The first thing Burrow said in his Heisman speech—after a long pause when he was choked up—was a thank-you to his offensive line. Cincinnati would be wise to use the rest of its draft to give Burrow some NFL linemen to thank in a future acceptance speech. Cincinnati ranked second-to-last in run blocking and seventh-to-last in pass blocking last year, according to Pro Football Focus, though it’s not for a lack of trying to add talent in the trenches. The Bengals drafted Alabama tackle Jonah Williams with the 11th pick last year, but he missed the season with a torn labrum. In 2018, the Bengals used their first-rounder on Ohio State center Billy Price, but he missed six games his rookie season with a foot injury and lost his job to undrafted free agent Trey Hopkins in 2019. The Bengals will have a half-day to decide who to take with the first pick of the second round, which begins on Friday, and they could select the best offensive lineman left on the board, whether that is Michigan center Cesar Ruiz, Georgia tackle Isaiah Wilson, or someone else. Other areas of the roster also need attention, but putting Burrow behind a subpar line would be a mistake, considering the Bengals play in a division with Pittsburgh, which has led the league in sacks each of the past three years, and Baltimore, which blitzed more than any other team last year.

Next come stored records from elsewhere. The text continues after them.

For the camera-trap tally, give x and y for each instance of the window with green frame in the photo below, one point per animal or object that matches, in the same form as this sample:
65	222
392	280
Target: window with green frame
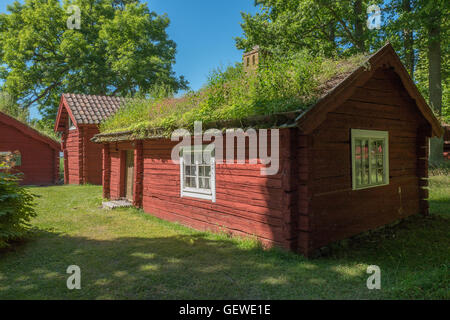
9	158
370	158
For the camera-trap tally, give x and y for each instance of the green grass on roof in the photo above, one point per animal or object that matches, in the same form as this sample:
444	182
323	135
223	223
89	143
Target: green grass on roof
281	84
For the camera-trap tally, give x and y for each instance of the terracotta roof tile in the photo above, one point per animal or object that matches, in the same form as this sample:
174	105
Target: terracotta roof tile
92	109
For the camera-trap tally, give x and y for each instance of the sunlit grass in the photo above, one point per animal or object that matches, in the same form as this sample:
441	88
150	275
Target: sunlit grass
127	254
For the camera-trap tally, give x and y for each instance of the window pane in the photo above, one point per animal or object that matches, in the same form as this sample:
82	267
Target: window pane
365	162
204	183
380	175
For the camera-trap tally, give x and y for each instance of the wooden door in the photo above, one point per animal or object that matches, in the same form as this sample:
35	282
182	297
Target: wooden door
129	175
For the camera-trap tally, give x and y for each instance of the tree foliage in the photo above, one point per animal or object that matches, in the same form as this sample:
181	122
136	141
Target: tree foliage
16	204
121	48
282	83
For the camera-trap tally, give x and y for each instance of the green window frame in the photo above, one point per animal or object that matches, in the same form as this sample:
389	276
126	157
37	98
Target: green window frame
198	172
15	157
370	158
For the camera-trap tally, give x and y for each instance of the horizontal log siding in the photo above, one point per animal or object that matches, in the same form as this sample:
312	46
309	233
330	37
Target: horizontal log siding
39	165
337	211
246	203
93	157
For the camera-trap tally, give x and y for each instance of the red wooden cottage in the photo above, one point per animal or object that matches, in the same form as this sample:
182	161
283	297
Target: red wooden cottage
38	155
78	120
354	161
447	142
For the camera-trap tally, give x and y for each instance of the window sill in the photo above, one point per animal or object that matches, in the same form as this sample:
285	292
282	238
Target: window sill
369	187
197	195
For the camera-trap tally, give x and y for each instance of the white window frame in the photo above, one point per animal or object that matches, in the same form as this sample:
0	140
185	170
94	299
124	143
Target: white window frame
370	135
71	124
205	194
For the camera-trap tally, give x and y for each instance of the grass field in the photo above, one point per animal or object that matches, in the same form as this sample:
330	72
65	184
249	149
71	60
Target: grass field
127	254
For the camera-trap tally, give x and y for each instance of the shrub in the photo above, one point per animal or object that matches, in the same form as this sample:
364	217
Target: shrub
16	205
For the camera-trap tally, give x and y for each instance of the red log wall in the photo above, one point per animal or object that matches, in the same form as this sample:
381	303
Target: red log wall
40	162
335	210
83	158
246	202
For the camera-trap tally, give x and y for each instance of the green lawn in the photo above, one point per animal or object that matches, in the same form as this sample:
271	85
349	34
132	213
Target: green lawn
126	254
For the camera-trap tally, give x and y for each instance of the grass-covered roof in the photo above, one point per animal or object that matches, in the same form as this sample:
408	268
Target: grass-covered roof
280	85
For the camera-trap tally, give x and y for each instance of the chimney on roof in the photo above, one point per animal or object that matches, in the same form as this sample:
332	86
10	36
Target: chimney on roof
251	59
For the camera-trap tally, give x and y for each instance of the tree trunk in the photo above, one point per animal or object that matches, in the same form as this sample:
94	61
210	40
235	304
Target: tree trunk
408	40
359	25
435	82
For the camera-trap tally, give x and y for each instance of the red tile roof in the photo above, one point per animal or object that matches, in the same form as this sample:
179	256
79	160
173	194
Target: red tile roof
92	109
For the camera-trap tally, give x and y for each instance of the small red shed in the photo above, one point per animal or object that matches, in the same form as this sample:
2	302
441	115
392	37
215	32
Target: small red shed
355	161
38	157
78	120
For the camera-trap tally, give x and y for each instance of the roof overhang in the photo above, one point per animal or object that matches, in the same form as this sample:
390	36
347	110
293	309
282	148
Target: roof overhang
386	56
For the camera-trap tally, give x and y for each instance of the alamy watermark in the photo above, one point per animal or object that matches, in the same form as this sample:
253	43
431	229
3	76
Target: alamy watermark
236	146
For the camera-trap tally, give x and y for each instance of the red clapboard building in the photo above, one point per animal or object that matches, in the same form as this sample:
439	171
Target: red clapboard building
78	121
355	161
37	155
446	141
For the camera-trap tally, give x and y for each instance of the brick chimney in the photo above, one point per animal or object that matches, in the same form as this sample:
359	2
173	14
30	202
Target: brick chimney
251	59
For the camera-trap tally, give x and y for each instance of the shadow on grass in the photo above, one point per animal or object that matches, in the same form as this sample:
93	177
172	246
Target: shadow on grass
412	258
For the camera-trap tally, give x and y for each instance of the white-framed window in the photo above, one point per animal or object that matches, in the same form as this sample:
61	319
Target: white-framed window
71	125
370	158
198	173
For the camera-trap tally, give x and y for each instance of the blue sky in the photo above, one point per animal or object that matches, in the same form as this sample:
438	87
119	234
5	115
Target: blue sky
203	30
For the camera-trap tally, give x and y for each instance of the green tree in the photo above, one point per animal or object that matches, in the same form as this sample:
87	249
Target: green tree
9	106
121	48
321	26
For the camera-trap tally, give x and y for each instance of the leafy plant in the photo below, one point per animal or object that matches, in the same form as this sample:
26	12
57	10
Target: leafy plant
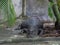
8	11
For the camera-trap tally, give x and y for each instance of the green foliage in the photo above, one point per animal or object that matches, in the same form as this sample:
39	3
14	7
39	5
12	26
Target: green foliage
58	3
50	12
8	11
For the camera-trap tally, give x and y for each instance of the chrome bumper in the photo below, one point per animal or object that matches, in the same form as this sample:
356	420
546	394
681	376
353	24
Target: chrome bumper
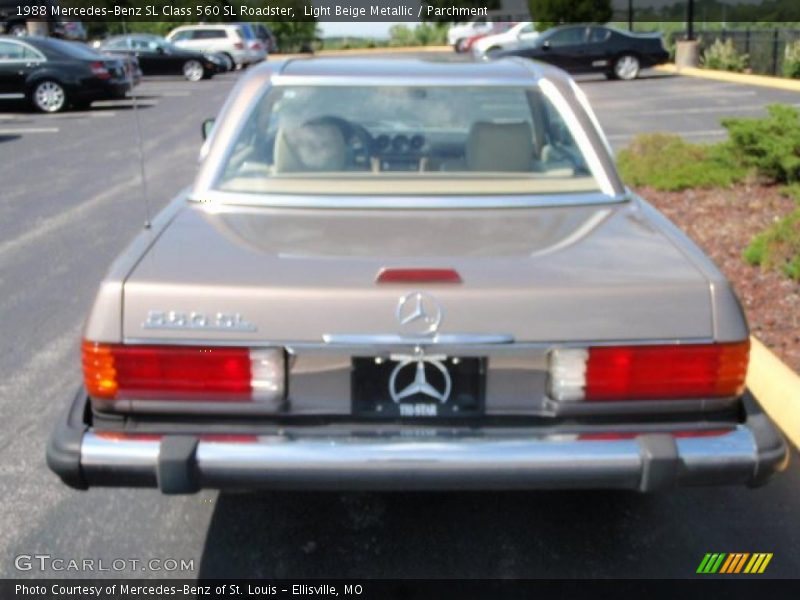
484	459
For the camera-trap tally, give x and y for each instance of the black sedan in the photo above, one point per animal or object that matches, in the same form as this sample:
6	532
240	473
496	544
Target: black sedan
53	74
594	49
158	56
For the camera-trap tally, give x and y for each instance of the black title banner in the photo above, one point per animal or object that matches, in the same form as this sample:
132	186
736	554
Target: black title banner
245	589
729	11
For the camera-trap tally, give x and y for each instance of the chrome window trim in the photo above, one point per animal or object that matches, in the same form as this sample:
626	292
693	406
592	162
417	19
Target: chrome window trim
216	198
391	81
561	104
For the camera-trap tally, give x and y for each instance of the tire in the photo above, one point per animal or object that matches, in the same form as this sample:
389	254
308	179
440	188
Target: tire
193	70
626	67
48	96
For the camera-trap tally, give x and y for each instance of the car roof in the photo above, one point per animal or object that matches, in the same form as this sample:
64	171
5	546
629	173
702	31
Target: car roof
509	70
208	26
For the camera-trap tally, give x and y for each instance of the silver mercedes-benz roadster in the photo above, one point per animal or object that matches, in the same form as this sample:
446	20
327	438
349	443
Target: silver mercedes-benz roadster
402	274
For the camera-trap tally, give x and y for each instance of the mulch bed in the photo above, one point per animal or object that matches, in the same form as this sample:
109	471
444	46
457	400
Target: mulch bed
722	222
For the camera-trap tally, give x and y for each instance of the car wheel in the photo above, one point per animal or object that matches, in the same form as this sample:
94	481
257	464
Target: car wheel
49	96
626	67
18	29
193	70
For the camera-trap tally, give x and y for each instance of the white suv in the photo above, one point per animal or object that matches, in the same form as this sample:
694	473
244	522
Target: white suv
230	39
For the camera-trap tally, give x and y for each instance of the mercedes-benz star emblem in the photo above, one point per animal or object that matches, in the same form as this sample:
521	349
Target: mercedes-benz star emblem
419	314
421	384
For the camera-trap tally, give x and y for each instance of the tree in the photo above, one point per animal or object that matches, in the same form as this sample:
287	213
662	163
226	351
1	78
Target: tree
546	13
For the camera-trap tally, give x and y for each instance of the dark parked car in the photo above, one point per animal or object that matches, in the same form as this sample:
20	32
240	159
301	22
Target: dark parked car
69	30
54	74
594	49
158	56
264	33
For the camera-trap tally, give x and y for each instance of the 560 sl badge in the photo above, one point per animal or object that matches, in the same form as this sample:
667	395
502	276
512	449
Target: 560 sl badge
172	319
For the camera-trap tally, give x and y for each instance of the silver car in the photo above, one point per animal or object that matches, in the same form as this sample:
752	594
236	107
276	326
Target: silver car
405	274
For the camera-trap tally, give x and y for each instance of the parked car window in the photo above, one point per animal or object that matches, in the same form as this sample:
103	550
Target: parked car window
567	37
209	34
74	49
598	35
117	44
13	51
431	139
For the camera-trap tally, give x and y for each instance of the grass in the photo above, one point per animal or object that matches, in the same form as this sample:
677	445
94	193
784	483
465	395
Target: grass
668	162
778	247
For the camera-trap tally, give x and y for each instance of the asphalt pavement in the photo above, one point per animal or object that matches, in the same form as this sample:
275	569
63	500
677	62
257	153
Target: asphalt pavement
71	199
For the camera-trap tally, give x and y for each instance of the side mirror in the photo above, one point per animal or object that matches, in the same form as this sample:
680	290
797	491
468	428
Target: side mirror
207	128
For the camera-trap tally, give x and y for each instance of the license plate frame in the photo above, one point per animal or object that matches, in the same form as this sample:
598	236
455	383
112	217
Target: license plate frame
373	379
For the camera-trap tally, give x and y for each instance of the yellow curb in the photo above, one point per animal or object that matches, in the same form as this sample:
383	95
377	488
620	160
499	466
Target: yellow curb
791	85
401	49
777	389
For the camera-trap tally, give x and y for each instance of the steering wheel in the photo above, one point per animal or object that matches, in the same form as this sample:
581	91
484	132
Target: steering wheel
357	139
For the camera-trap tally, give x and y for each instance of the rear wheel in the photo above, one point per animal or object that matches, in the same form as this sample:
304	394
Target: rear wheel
626	67
193	70
49	96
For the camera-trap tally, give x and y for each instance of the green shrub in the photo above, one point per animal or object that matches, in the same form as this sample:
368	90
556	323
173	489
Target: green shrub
668	162
770	144
778	247
723	56
791	60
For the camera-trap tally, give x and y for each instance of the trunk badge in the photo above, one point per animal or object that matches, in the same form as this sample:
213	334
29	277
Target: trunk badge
419	314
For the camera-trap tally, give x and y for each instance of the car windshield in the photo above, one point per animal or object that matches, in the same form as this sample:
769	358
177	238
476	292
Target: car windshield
424	139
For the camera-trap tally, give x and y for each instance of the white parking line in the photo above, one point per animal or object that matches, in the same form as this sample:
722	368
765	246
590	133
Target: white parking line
16	130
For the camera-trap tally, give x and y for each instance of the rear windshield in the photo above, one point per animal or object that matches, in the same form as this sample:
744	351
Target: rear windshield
436	139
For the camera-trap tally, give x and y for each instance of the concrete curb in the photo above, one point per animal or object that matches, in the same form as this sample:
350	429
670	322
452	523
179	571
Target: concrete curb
791	85
398	50
777	389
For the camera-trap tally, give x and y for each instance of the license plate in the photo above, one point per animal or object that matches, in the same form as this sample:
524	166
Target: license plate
418	387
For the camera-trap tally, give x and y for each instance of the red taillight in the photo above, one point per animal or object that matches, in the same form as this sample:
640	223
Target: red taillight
116	371
609	373
392	275
100	71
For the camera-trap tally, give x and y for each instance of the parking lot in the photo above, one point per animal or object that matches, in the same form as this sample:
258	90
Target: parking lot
72	198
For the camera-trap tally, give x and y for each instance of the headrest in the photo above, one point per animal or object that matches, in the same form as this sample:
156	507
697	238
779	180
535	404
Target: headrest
311	147
500	147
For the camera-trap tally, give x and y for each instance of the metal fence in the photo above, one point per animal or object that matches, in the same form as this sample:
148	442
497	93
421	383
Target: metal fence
766	48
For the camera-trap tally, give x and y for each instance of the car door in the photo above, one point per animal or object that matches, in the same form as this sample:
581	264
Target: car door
599	51
17	61
150	61
566	48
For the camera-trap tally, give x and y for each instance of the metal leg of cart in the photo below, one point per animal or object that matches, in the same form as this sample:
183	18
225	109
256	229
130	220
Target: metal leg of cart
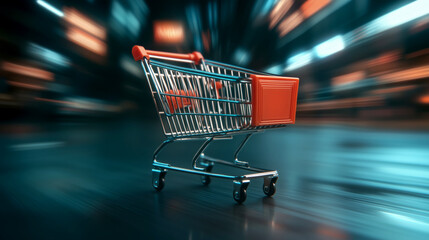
240	183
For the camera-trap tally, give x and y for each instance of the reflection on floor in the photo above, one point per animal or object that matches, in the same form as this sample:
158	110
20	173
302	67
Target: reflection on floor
94	180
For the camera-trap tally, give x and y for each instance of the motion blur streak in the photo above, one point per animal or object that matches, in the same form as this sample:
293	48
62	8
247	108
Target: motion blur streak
168	32
406	75
26	85
281	8
27	71
310	7
77	19
78	124
50	8
330	47
86	40
290	23
348	78
299	60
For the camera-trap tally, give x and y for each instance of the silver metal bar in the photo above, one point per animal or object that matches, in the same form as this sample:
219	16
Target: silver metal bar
198	154
236	161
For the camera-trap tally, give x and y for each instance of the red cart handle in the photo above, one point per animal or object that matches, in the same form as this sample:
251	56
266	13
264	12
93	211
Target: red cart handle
140	52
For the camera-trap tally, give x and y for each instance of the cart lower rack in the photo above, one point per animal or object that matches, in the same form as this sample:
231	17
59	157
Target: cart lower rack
207	100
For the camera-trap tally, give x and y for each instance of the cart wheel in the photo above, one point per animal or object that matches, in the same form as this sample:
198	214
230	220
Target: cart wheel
240	191
158	179
270	186
206	179
240	195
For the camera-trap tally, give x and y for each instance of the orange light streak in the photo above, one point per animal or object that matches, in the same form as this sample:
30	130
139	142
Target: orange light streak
405	75
168	32
348	78
86	40
77	19
310	7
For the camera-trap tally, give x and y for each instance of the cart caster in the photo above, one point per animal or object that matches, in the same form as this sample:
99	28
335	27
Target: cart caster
270	186
158	178
204	178
240	191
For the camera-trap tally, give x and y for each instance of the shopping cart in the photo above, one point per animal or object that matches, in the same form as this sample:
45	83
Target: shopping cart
207	100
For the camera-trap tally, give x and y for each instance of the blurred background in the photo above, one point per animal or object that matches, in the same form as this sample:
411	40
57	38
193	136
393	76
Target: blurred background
78	124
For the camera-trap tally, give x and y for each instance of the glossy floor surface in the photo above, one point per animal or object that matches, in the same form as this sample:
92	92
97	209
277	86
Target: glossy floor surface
87	181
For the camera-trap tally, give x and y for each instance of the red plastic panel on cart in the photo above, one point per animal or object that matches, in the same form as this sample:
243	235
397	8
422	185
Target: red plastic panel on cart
273	100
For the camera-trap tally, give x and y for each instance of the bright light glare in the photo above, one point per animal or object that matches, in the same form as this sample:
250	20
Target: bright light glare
48	55
330	46
276	69
299	60
400	16
50	8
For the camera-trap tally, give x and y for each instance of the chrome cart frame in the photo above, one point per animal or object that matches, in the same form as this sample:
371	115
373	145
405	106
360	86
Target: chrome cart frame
206	101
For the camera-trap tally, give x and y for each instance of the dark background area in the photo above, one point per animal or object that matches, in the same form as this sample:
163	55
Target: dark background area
78	124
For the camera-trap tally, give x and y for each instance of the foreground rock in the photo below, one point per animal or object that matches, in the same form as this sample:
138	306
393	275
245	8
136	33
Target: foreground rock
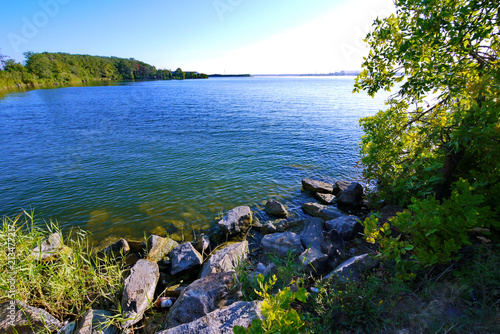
138	290
320	211
347	227
185	258
318	186
282	243
17	317
49	248
275	208
226	259
236	221
221	321
159	247
202	297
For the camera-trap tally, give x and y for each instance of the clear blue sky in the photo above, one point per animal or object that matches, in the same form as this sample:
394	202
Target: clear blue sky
247	36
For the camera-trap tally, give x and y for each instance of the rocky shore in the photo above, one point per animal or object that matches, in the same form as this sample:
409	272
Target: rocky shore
200	277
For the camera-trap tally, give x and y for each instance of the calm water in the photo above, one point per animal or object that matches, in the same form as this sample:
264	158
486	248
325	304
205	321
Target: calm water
128	158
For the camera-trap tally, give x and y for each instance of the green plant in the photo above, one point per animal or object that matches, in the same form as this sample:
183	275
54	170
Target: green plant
278	315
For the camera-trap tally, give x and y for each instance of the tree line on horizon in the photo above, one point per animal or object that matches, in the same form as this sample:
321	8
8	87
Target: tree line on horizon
63	68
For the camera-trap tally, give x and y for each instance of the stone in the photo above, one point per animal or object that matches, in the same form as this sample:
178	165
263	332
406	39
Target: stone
17	317
158	247
327	199
347	227
320	211
95	322
138	290
226	259
116	249
352	195
317	186
221	321
351	269
49	248
236	221
201	297
185	258
275	208
282	243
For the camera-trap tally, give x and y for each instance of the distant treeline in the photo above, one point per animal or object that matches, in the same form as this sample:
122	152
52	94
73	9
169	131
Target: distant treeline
63	68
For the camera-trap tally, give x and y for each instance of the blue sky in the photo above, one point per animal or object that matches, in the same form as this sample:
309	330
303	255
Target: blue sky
211	36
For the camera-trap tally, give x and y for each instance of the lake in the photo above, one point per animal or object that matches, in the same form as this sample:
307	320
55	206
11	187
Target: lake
128	159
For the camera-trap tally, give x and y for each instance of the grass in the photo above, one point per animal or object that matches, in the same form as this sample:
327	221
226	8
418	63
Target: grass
66	286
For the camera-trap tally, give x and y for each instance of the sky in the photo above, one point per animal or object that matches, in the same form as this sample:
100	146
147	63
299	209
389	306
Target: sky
209	36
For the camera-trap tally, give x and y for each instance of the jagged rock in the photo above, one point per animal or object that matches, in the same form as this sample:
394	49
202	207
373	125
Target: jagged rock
347	227
158	247
327	199
320	211
202	297
351	269
116	249
138	290
282	243
236	221
261	270
48	249
221	321
95	322
226	259
317	186
275	208
352	195
17	317
185	258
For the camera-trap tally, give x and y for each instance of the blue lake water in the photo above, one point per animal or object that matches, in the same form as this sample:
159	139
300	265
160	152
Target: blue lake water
129	158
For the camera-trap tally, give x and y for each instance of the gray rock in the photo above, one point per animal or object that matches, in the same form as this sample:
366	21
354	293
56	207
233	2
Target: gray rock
96	322
275	208
352	195
202	297
221	321
17	317
327	199
320	211
185	258
282	243
158	247
236	221
226	259
351	269
347	227
138	290
317	186
49	248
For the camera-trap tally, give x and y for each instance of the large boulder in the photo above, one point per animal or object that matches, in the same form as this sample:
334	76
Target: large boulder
318	186
202	297
226	259
185	258
352	195
158	247
221	321
275	208
17	317
95	322
138	290
347	227
320	211
282	243
236	221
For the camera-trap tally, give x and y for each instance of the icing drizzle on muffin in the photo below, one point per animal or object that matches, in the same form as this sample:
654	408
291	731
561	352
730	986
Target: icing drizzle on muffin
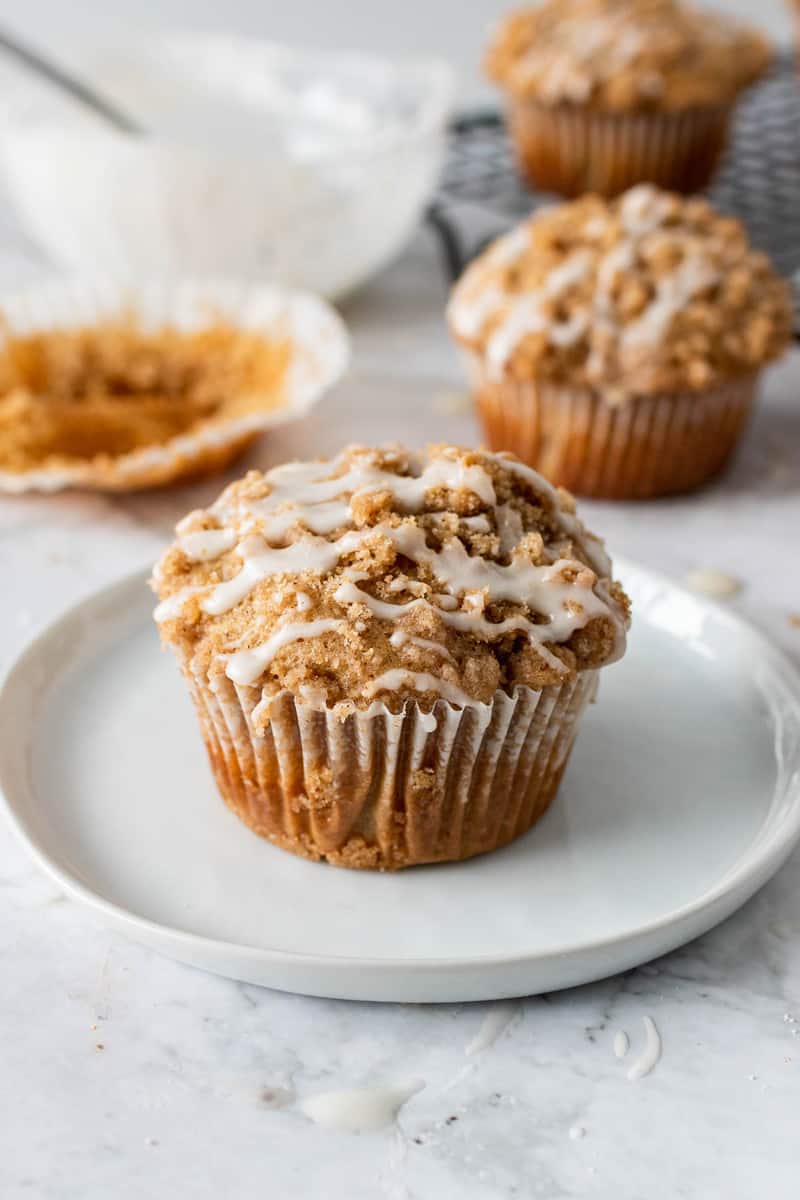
385	574
643	294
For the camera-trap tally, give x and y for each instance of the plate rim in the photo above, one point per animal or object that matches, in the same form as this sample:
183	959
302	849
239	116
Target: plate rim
738	882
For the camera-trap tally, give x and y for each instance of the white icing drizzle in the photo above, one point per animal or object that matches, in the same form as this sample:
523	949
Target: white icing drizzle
641	213
305	495
651	1053
420	681
246	666
414	586
673	293
400	639
173	606
359	1110
474	622
204	545
312	484
259	562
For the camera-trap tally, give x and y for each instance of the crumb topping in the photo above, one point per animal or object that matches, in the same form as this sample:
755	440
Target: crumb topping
644	294
101	391
624	55
383	575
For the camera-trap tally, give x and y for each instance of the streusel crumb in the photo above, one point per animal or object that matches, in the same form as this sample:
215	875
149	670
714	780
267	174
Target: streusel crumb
106	390
384	574
649	293
625	55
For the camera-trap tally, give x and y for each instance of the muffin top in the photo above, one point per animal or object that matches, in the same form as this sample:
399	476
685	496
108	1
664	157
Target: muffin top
389	575
648	293
624	55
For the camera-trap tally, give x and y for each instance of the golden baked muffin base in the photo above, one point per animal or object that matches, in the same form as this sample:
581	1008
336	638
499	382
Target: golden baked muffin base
642	448
571	150
383	791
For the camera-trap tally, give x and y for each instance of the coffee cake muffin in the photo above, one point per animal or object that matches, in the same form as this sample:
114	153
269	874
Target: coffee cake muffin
389	652
617	346
605	94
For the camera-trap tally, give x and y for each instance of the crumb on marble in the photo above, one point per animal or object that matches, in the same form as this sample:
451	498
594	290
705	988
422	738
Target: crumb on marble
710	581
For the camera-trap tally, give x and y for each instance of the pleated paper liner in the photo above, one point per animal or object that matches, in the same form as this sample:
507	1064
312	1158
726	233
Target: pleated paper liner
379	790
639	448
319	357
572	150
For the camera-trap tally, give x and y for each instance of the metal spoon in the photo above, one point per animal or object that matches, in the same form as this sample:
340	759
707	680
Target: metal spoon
76	88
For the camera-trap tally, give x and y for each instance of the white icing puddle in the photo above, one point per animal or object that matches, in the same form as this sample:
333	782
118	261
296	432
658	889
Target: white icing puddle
497	1021
651	1053
359	1109
713	582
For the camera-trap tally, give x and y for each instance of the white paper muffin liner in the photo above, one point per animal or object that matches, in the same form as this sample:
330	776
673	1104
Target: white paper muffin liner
639	448
572	150
383	790
320	355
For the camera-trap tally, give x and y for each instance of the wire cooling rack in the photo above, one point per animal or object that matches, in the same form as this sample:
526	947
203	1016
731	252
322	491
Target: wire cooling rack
757	181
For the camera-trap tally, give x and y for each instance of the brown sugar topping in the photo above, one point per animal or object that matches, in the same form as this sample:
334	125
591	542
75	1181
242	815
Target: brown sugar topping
623	55
384	575
649	293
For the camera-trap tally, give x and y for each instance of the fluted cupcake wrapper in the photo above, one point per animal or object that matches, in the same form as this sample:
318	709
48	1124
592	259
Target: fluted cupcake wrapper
639	448
388	790
571	150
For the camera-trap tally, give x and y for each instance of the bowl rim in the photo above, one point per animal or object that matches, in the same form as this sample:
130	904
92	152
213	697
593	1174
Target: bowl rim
434	77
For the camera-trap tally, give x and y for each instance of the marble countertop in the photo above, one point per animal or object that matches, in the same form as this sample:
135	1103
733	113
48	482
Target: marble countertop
127	1075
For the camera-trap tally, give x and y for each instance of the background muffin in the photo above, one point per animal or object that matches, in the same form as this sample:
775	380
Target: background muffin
389	652
615	346
605	94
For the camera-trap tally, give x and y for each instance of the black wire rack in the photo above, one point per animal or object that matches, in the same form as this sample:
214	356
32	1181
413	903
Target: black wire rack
758	179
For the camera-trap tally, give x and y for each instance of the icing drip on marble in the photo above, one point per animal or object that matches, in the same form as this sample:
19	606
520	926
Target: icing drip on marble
621	1043
651	1053
359	1110
495	1023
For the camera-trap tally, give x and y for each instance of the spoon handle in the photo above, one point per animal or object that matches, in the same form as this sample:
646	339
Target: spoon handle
76	88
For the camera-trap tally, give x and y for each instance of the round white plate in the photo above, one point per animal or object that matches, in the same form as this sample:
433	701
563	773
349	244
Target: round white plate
681	798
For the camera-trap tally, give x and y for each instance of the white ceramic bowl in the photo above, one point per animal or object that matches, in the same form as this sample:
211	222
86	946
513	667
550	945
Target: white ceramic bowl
310	169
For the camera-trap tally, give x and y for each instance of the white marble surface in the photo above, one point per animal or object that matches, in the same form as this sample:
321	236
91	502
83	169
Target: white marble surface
126	1075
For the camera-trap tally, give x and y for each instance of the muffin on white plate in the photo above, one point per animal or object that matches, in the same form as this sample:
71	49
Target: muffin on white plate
390	651
125	388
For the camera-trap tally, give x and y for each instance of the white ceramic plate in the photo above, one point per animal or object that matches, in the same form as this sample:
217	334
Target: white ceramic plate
683	797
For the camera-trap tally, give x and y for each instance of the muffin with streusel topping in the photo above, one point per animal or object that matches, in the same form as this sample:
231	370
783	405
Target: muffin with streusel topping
389	652
605	94
617	346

Burrow is the fourth player the Bengals have taken no. 1 in the draft; he follows defensive tackle Dan Wilkinson in 1994, running back Ki-Jana Carter in 1995, and USC quarterback Carson Palmer in 2003. Palmer, like Burrow, won the Heisman Trophy en route to being drafted no. 1. Palmer enjoyed early success with Cincinnati, including leading the NFL in touchdown passes and completion percentage in his second season, but had a falling-out with the team and threatened retirement in 2011 rather than finish his contract with the team (Palmer was ultimately traded to Oakland). Palmer heavily implied in a January interview that his issues with Cincinnati were related to Bengals owner Mike Brown, who runs a much more mom-and-pop-style organization than most NFL teams.

“That’s why I wanted out: I never felt like the [Bengals] organization was really trying to win a Super Bowl, and really chasing a Super Bowl,” Palmer told Damon Amendolara.

Two days after Carson Palmer made those comments, Burrow formally hired Palmer’s brother, Jordan, as his pre-draft trainer, leading to the obvious dot-connecting that Burrow has likely heard worse stories in private from the Palmers than Carson has been willing to say in public. Whatever challenges Burrow will encounter in Cincinnati, his relationship with the Palmers likely means he knows what to expect. Further helping him is that his new office isn’t too far from home. Athens is a two-and-a-half-hour drive from Cincinnati, though Burrow told Adam Schefter, “I can make it in 2:15 if I’m going pretty fast.”

Burrow doesn’t have to go far to reach Cincinnati, but he is expected to take Cincinnati a long way.